Au Sénégal, des mesures à court terme ont été prises. Les startups du secteur ont bénéficié des mêmes exonérations des charges fiscales et sociales que les autres, ainsi que “la rémunération d’au moins 70% du salaire versée par l’entreprise au personnel mis en congé partiel”. Elles ont aussi reçu des coups de pouce plus ciblés, comme des campagnes de sensibilisation au numérique, ou un programme de transfert social d’argent liquide en s’appuyant sur des Partenariats Publics Privés impliquant notamment des Fintechs : “5000 bénéficiaires ont été [concernés] par des paiements mobiles à Dakar, écrit MSC. Ceci a accru l’intérêt du gouvernement et des ONG pour l’utilisation des canaux mobiles, ainsi qu’une plus grande ouverture à la collaboration.”
Des mesures sur le long terme attendues
Dès le début de la pandémie, en avril 2020, la Délégation générale à l’entrepreneuriat rapide des femmes et jeunes (DER/FJ) a également sorti le chéquier pour accorder des prêts aux startups mises en difficulté par la crise sanitaire. Et de son côté, la Banque centrale des Etats d’Afrique de l’Ouest a agi massivement sur la baisse voire la suppression des frais de toutes sortes concernant le transfert d’argent mobile. Mais globalement, ces mesures ne s’inscrivent pas suffisamment dans le long terme pour appuyer durablement le secteur face à une crise qui s’éternise.
Du côté ivoirien, le constat est plus sévère encore. Les mesures gouvernementales – report des taxes et charges, suppression de frais de transactions et facilitation d’ouverture de compte de mobile money – n’ont eu que peu d’effets sur les startups dédiées à la finance dans le pays, soulignent encore MSC et Mastercard.
Résultat : les jeunes pousses ont surtout dû compter… sur elles-mêmes.
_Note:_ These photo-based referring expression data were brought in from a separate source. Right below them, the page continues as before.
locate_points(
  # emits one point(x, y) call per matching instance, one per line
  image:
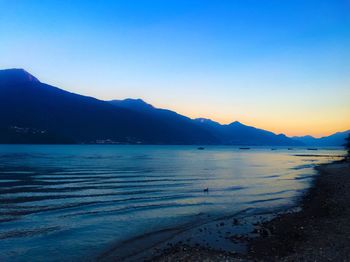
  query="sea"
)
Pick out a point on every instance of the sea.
point(91, 202)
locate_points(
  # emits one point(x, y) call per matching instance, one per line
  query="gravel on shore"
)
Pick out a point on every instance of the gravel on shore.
point(319, 232)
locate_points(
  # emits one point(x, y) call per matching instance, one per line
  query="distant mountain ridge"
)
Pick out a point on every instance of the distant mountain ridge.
point(336, 139)
point(34, 112)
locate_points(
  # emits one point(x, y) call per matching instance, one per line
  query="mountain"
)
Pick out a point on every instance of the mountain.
point(42, 113)
point(337, 139)
point(237, 133)
point(35, 112)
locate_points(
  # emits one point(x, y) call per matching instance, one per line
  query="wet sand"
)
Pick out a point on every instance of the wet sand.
point(319, 232)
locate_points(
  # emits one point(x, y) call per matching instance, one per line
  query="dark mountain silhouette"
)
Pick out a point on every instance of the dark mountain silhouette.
point(29, 108)
point(235, 133)
point(337, 139)
point(34, 112)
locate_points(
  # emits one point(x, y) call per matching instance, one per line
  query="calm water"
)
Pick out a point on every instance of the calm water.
point(72, 203)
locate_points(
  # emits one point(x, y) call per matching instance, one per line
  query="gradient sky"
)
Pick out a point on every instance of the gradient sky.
point(279, 65)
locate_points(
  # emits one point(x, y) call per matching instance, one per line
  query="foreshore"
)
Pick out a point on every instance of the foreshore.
point(319, 232)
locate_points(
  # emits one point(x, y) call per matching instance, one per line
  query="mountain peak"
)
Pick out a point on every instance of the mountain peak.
point(236, 123)
point(132, 103)
point(17, 75)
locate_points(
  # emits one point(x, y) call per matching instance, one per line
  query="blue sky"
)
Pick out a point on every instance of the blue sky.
point(278, 65)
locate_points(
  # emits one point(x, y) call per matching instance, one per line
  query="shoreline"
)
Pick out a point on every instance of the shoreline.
point(320, 231)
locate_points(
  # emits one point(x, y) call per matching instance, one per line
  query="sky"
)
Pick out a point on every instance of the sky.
point(279, 65)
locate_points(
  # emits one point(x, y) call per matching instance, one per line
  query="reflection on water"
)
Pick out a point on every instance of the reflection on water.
point(69, 202)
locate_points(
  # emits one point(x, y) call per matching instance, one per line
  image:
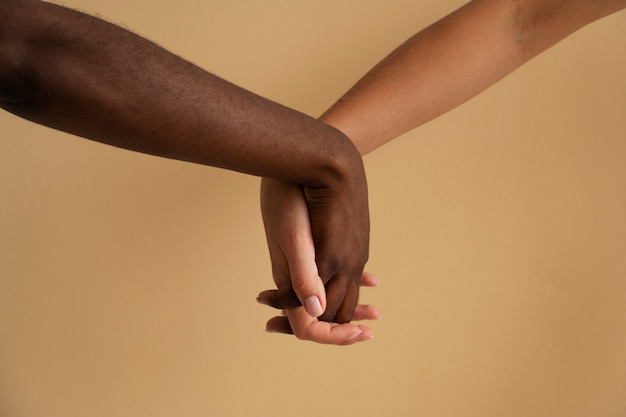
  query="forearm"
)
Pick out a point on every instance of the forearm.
point(453, 60)
point(82, 75)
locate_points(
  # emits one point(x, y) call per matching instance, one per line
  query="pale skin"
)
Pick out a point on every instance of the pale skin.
point(433, 72)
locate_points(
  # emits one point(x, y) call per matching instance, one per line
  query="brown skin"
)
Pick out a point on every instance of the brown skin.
point(79, 74)
point(438, 69)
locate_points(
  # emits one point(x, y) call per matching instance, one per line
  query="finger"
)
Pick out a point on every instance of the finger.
point(305, 281)
point(279, 324)
point(283, 297)
point(366, 312)
point(306, 328)
point(322, 332)
point(342, 295)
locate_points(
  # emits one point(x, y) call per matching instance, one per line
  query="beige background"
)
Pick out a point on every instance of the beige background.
point(499, 230)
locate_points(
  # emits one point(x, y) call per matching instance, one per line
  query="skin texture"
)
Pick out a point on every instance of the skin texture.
point(434, 71)
point(79, 74)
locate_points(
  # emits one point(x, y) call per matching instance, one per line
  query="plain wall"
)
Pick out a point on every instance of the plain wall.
point(128, 282)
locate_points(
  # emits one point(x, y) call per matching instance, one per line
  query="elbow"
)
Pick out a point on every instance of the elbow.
point(16, 85)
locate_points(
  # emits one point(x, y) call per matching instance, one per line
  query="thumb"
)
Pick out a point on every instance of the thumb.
point(306, 281)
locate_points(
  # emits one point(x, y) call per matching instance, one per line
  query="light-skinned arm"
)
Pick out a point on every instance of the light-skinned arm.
point(434, 71)
point(77, 73)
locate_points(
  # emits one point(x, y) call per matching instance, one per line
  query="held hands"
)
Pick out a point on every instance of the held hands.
point(315, 238)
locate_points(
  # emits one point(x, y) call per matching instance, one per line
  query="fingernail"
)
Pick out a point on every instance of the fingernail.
point(355, 335)
point(313, 306)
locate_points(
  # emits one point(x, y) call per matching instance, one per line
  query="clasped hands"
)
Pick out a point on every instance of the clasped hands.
point(318, 240)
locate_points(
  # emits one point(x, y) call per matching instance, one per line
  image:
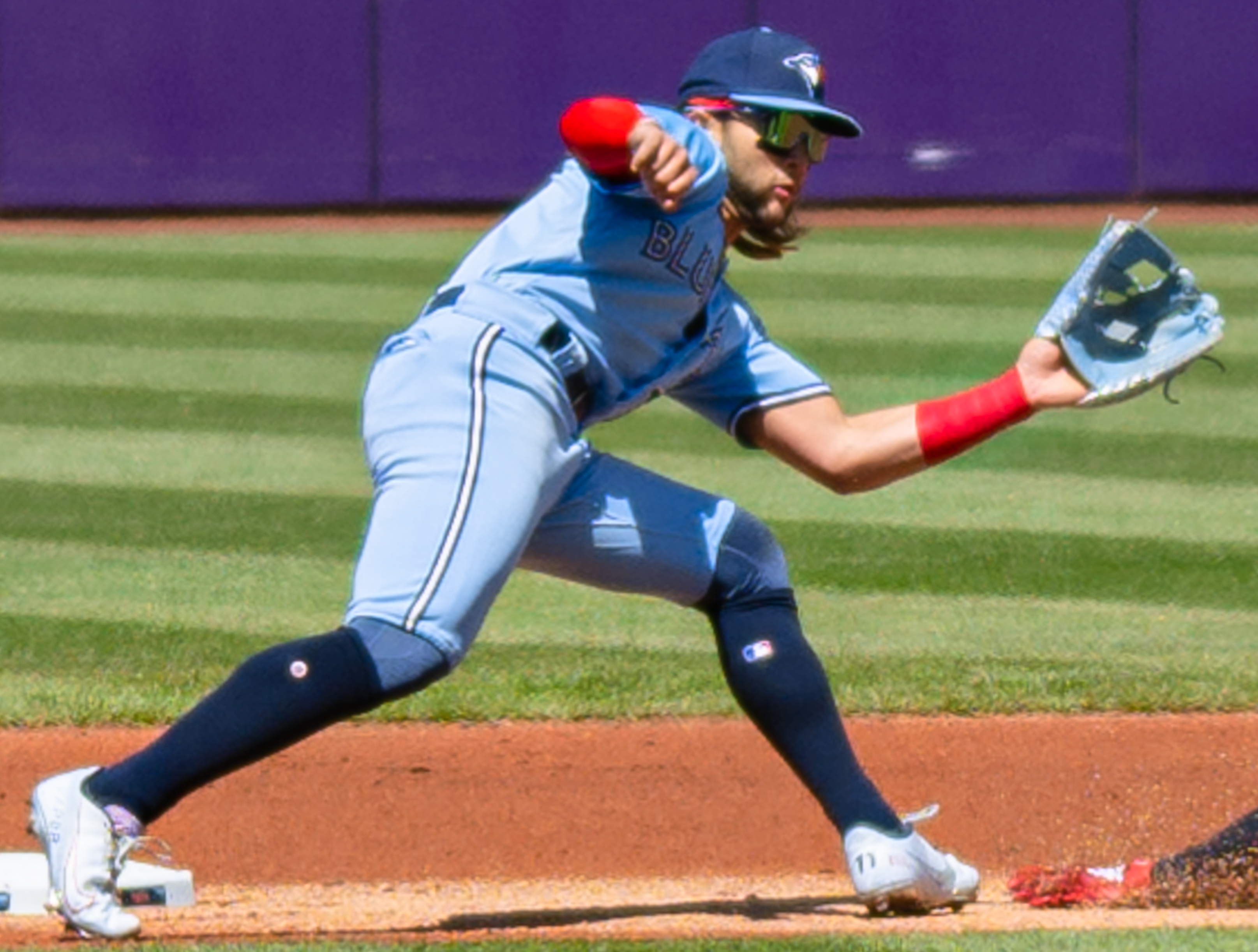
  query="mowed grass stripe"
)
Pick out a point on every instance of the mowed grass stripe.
point(276, 595)
point(948, 497)
point(193, 461)
point(1036, 564)
point(87, 262)
point(842, 556)
point(210, 372)
point(242, 300)
point(134, 409)
point(380, 242)
point(178, 332)
point(501, 681)
point(242, 593)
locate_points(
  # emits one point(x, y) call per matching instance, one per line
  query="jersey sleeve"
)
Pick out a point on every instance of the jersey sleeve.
point(749, 372)
point(597, 134)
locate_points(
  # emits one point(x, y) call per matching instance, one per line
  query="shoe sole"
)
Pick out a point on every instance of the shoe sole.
point(902, 901)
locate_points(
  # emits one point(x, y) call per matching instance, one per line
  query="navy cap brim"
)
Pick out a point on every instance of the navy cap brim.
point(829, 121)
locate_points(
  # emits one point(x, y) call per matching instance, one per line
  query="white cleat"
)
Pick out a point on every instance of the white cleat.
point(85, 856)
point(906, 874)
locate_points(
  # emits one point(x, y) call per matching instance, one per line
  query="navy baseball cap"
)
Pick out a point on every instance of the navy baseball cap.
point(775, 71)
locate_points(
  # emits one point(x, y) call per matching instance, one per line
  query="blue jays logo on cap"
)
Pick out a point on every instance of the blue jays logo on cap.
point(809, 66)
point(764, 68)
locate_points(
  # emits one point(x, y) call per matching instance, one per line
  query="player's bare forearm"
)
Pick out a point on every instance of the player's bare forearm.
point(1046, 379)
point(853, 455)
point(661, 163)
point(847, 455)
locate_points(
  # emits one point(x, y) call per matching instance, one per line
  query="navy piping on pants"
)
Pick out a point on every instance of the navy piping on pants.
point(471, 466)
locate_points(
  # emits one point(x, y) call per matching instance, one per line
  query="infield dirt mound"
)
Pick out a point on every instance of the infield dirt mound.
point(652, 828)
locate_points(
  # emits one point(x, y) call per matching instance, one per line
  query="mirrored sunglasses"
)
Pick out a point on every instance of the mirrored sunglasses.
point(782, 131)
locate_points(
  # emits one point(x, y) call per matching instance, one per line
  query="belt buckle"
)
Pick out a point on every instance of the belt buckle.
point(570, 359)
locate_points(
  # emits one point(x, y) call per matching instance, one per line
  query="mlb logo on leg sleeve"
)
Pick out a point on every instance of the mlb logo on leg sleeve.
point(758, 652)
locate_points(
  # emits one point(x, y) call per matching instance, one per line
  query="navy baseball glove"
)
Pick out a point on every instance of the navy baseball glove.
point(1130, 317)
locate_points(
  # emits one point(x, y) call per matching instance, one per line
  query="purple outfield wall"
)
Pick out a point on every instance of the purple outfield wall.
point(184, 102)
point(1197, 90)
point(247, 104)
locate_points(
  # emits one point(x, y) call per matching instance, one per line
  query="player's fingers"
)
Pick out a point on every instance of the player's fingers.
point(648, 143)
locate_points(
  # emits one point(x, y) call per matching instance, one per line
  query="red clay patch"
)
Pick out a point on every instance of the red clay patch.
point(637, 827)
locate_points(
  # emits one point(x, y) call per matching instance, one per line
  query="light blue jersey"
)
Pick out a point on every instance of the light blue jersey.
point(473, 432)
point(643, 291)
Les startups ont ainsi fait preuve de résilience, notamment en faisant un gros effort pour assurer une trésorerie à l’épreuve du temps. Elles ont aussi revu, pour certaines, leurs modèles d’affaires, proposant des produits plus adaptés au contexte de crise, en vendant leurs compétences technologiques ou en s’orientant vers une activité B2B, jugée plus stable. (Photo : Iwaria / photo d’illustration)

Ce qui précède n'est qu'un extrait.